Cosmological Consequences of Domain Walls Biased by Quantum Gravity
Yann Gouttenoire, Stephen F. King, Rishav Roshan, Xin Wang, Graham White, Masahito Yamazaki
TL;DR
The paper investigates how quantum gravity can explicitly break a discrete ${\mathbb Z}_2$ symmetry, biasing domain walls formed by a real singlet S and driving their annihilation. Using a minimal model with dimension-five QG operators at scale $\Lambda_{\rm QG}$, the authors connect domain-wall annihilation to a spectrum of cosmological outcomes: dark radiation, potential early matter domination, particle dark matter production, a stochastic gravitational-wave background, primordial black holes, and even classical wormholes to baby universes.

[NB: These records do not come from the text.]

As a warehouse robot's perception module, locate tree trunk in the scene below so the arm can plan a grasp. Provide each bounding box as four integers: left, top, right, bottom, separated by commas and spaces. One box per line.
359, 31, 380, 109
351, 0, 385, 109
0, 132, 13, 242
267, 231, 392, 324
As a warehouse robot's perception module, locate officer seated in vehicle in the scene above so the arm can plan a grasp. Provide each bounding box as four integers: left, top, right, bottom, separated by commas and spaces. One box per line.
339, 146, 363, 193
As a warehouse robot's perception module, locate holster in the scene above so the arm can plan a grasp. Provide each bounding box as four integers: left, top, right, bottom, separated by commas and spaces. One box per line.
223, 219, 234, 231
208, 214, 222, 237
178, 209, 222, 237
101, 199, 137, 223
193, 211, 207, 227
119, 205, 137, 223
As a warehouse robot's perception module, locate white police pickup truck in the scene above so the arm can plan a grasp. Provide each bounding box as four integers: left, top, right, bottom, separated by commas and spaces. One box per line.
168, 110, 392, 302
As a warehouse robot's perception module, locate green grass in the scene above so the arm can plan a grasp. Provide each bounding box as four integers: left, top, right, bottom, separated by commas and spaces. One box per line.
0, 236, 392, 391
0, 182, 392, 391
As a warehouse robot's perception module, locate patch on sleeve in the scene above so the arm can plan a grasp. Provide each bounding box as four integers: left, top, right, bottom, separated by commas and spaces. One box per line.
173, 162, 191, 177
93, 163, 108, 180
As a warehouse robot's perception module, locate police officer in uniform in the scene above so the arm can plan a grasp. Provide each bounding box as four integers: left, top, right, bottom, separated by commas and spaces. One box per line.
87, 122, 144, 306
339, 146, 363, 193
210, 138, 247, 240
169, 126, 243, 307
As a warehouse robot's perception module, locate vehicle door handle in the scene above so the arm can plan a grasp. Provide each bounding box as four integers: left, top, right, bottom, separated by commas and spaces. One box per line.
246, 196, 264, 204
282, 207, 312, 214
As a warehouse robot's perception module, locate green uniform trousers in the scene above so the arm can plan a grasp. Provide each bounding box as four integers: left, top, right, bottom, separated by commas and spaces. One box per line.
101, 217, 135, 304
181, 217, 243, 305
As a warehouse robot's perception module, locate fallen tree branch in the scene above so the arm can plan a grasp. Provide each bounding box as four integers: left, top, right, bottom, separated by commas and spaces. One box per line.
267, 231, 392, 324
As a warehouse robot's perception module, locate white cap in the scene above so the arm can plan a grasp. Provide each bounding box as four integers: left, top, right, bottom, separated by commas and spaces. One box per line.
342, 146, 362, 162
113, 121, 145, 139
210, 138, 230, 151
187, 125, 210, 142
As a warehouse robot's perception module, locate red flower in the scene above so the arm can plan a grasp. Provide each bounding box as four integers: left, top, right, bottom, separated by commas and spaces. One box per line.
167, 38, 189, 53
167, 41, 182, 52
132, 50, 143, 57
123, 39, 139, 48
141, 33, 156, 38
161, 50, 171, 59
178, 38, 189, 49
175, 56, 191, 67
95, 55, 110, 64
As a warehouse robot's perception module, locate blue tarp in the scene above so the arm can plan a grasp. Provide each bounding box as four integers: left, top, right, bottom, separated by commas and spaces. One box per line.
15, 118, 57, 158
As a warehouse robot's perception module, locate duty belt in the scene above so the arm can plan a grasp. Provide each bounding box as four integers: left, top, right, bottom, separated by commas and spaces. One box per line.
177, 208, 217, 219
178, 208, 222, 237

They derive expressions for the wall tension $\sigma$, bias $V_{\rm bias}$, and the annihilation fraction $\alpha_{\rm ann}$, and show how these control the observable signals, subject to constraints from $\Delta N_{\rm eff}$, GW measurements, and PBH limits. The work highlights that high-scale quantum gravity effects can imprint measurable low-energy cosmology, offering a suite of tests for future GW detectors, DM searches, and probes of the early universe, including a provocative multiverse scenario via baby universes. Overall, the paper provides a coherent framework linking swampland-inspired symmetry breaking to a broad set of cosmological phenomena with clear experimental consequences.
Abstract
One of the simplest standard model extensions leading to a domain wall network is a real scalar $S$ with a $Z_2$ symmetry spontaneously broken during universe evolution. Motivated by the swampland program, we explore the possibility that quantum gravity effects are responsible for violation of the discrete symmetry, triggering the annihilation of the domain wall network. We explore the resulting cosmological implications in terms of dark radiation, dark matter, gravitational waves, primordial black holes, and wormholes connected to baby universes.